Speaking of which, that expertly crafted world unfortunately does not ring with the most scintillating repartee, nor tease the brain all that enticingly. Characters mostly skew toward the flat or archetypal (I kept expecting Nelson to grate "stay awhile, and listen") and puzzles toward non-sequiturs. Usually you're giving random objects to random NPCs who spontaneously provide you with your next MacGyver utensil. (Thanks for the massively life-saving gift, here's this random bit of string I found in my pocket. Riiiiight.) (Or the gossips.) The more complex can be outright obtuse, like the calligraphy nonsense at the start, or the much later requirement to backtrack a screen to grab a fallen object you didn't even know existed.
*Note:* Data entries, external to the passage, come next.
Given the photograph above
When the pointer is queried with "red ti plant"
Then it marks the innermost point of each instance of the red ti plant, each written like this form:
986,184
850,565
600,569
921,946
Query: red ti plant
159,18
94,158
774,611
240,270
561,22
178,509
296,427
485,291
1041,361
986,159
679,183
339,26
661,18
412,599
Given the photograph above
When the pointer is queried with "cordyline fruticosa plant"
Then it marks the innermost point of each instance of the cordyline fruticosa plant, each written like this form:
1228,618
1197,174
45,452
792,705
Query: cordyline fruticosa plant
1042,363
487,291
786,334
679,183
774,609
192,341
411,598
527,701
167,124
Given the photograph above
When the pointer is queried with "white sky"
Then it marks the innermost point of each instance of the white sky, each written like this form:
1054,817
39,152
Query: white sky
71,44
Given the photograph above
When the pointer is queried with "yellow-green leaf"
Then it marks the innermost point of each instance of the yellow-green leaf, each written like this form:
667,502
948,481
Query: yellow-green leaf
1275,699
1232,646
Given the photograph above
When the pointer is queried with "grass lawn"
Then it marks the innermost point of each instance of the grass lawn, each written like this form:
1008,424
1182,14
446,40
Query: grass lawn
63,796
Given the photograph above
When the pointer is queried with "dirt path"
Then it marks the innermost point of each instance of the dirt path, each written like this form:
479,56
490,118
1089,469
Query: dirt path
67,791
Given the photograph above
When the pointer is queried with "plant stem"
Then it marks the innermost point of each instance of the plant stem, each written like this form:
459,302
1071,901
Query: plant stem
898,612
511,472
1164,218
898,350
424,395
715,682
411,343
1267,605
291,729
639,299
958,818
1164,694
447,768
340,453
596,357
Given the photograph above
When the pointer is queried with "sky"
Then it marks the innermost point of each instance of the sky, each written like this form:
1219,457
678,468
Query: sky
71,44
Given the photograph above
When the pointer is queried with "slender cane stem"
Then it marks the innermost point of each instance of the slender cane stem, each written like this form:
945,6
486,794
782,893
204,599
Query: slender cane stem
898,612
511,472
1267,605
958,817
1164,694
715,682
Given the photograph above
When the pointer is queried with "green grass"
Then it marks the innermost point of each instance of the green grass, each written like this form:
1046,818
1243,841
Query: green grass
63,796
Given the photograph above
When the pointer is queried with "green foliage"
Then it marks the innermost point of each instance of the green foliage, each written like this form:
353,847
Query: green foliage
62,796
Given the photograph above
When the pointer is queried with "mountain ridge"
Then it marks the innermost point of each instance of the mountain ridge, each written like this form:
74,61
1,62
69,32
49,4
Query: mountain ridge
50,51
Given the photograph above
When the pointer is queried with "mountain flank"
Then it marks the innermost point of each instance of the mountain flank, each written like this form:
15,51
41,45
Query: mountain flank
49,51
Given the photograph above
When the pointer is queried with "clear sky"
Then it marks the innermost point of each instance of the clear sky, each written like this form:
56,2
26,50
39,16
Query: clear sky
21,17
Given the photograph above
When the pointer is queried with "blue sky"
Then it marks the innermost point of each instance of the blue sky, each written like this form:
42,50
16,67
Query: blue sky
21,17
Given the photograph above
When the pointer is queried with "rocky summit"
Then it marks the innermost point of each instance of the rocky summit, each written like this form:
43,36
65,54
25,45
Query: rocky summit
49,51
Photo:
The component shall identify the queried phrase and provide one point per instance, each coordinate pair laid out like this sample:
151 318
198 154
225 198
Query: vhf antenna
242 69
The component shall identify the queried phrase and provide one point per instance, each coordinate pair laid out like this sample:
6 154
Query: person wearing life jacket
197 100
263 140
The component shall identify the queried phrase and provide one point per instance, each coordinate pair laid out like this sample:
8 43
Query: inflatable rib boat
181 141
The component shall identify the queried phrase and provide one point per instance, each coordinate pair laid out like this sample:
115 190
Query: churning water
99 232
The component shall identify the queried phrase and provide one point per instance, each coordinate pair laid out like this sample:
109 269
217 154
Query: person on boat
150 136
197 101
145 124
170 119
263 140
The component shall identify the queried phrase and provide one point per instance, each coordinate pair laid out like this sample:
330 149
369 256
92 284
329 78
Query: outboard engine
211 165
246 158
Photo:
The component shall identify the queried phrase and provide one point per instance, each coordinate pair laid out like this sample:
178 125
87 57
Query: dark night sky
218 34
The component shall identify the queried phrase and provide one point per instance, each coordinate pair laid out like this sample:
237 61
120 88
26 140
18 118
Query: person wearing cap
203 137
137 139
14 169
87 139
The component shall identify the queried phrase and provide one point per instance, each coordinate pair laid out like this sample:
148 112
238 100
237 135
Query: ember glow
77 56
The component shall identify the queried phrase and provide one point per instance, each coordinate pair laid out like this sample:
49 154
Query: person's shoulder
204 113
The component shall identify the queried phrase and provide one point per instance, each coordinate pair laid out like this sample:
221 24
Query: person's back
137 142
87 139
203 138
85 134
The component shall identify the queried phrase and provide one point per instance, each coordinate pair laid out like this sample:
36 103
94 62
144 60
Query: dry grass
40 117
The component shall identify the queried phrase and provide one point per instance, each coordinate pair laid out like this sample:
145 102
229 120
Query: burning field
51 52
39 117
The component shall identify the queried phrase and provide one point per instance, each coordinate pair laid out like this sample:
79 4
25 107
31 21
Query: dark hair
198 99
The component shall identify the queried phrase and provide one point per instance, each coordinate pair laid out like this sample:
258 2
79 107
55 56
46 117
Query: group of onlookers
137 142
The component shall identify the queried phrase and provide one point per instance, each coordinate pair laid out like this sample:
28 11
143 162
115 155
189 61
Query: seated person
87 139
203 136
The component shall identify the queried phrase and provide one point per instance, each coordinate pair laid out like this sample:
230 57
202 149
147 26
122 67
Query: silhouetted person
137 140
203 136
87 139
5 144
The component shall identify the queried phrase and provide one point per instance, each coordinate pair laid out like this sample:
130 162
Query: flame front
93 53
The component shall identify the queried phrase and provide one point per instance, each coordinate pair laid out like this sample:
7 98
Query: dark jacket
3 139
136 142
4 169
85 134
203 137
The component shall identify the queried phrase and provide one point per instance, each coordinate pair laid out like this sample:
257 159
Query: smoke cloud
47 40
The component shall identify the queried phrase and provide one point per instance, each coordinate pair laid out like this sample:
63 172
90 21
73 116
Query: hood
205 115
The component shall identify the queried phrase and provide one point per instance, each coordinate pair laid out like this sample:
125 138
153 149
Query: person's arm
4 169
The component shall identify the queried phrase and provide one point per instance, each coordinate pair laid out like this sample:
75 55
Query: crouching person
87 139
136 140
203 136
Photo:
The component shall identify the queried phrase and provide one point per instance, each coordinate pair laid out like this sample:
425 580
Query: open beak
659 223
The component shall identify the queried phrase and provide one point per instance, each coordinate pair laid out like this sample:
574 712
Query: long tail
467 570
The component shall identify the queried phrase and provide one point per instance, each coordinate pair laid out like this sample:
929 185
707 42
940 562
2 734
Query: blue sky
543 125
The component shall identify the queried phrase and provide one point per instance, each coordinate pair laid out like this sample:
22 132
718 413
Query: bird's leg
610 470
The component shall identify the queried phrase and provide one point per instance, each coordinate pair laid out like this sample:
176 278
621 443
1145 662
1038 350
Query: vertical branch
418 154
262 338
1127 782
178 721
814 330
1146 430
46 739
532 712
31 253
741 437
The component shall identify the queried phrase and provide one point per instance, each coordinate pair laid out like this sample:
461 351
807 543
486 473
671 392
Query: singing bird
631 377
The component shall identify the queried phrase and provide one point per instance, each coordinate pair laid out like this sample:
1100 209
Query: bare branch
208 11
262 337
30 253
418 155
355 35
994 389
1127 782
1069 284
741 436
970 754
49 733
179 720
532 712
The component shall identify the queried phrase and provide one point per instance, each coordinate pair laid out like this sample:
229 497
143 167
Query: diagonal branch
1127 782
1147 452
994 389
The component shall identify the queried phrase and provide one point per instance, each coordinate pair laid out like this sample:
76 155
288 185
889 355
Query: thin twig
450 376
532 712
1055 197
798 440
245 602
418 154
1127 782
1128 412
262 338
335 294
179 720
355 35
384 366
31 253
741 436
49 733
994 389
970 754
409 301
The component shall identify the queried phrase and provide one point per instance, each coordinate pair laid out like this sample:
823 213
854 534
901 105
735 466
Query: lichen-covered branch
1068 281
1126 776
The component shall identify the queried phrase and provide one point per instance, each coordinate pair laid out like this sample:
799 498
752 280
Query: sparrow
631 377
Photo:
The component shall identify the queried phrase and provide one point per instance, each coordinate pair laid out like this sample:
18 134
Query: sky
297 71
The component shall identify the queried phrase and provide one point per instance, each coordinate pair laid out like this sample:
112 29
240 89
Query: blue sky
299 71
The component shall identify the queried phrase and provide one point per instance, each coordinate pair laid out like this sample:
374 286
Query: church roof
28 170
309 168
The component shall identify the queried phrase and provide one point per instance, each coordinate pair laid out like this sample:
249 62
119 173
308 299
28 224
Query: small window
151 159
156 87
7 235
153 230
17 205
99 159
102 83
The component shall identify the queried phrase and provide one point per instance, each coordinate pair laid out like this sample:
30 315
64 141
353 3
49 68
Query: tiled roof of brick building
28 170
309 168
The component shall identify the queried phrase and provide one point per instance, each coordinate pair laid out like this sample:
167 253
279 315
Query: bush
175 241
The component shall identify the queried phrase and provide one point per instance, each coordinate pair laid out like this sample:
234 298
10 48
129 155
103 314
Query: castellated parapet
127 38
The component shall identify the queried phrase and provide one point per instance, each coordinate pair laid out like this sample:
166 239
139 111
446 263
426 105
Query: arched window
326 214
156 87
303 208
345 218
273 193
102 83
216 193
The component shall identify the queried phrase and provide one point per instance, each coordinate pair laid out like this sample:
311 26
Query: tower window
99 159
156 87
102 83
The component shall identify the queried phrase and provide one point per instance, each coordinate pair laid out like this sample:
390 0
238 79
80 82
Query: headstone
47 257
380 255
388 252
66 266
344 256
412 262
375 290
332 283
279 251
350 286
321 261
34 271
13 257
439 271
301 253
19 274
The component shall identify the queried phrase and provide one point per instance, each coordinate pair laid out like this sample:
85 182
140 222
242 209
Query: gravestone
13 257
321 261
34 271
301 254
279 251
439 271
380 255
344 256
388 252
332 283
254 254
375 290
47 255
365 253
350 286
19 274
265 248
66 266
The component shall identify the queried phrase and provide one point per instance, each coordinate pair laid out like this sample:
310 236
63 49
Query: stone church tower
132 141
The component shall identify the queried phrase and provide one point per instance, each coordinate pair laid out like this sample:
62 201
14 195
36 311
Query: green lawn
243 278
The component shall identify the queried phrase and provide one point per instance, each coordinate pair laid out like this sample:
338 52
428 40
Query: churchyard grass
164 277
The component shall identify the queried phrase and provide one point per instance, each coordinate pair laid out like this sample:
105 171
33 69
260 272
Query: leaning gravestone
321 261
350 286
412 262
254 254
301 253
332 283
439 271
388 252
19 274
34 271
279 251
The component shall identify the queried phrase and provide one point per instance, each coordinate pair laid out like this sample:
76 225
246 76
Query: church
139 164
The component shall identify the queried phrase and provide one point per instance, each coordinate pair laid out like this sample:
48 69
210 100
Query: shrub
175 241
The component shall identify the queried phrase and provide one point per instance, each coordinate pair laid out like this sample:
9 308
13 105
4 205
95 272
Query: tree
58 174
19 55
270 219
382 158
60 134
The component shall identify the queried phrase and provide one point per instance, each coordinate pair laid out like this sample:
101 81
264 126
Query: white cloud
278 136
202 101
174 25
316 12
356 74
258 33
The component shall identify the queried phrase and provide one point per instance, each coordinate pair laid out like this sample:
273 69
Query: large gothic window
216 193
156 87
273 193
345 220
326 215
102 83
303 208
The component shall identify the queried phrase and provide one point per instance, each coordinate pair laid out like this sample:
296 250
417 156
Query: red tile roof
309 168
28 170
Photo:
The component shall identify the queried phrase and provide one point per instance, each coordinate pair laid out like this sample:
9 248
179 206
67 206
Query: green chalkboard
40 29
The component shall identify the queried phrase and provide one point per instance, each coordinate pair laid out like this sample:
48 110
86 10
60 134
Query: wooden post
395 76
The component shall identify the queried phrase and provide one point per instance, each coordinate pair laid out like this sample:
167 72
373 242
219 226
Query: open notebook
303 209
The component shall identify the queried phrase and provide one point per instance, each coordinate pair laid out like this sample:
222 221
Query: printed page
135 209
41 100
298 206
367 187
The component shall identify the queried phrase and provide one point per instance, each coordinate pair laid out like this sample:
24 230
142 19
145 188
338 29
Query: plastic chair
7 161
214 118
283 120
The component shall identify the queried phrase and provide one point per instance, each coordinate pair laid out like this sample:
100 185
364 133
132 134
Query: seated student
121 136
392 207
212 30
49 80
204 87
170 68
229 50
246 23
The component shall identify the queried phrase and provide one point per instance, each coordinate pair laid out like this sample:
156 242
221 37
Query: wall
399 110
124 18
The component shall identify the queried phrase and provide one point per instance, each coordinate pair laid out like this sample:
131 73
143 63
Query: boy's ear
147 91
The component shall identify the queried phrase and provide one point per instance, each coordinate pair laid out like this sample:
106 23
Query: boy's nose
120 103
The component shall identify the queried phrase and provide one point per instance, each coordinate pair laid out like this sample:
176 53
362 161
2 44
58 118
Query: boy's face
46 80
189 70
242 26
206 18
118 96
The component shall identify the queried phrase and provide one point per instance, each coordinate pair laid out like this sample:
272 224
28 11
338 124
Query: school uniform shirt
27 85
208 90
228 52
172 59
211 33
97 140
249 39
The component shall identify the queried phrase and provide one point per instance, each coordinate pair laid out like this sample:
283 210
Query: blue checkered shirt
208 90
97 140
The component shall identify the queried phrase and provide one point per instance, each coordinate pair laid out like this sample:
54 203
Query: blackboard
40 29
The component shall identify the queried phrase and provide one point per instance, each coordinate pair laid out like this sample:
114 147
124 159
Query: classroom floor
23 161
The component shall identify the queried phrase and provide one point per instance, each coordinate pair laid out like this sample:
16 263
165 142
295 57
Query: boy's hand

In fact, for all the authors' talent in shaping a fantastic yet believable society, they frustratingly, repeatedy fail in conveying hints and cues to the audience or building emotional impact within scenes. (Boy, ain't that the way with SciFi writers?)

Luckily the music and decor picks up some of the slack. I am hardly immune to melancholic piano/guitar twanging, and some of the tracks recall STALKER's famous fireside interludes. There are a couple of weird, random digressions, like a vision quest or a back-of-taxi childbirth which looks like some aborted female empowerment morality play, and we spend a couple of repetitive exchanges praising a female leader, but overall Shardlight is less "wokey" than even Technobabylon, which itself was not too horrible in the context of our past decades' insanity. And while it's a bit blandly conveyed, the basic plot is in fact quite interesting. The uniforms are enough of a hint that revolutionaries aren't necessarily the absolute good, and the plot consciously doubles back against the usual fall into mystical nonsense by reinstating sanity after the (still gratuitous) vision quest.
 
For a cherry on top, the ending resulting from my Chaotic Neutral disdain for both sides of a revolution is designated Free Will.
 
Well, now I suppose since it shares most of the same voices, I may as well go for the full stereophonic experience of hitting Lamplight City soon.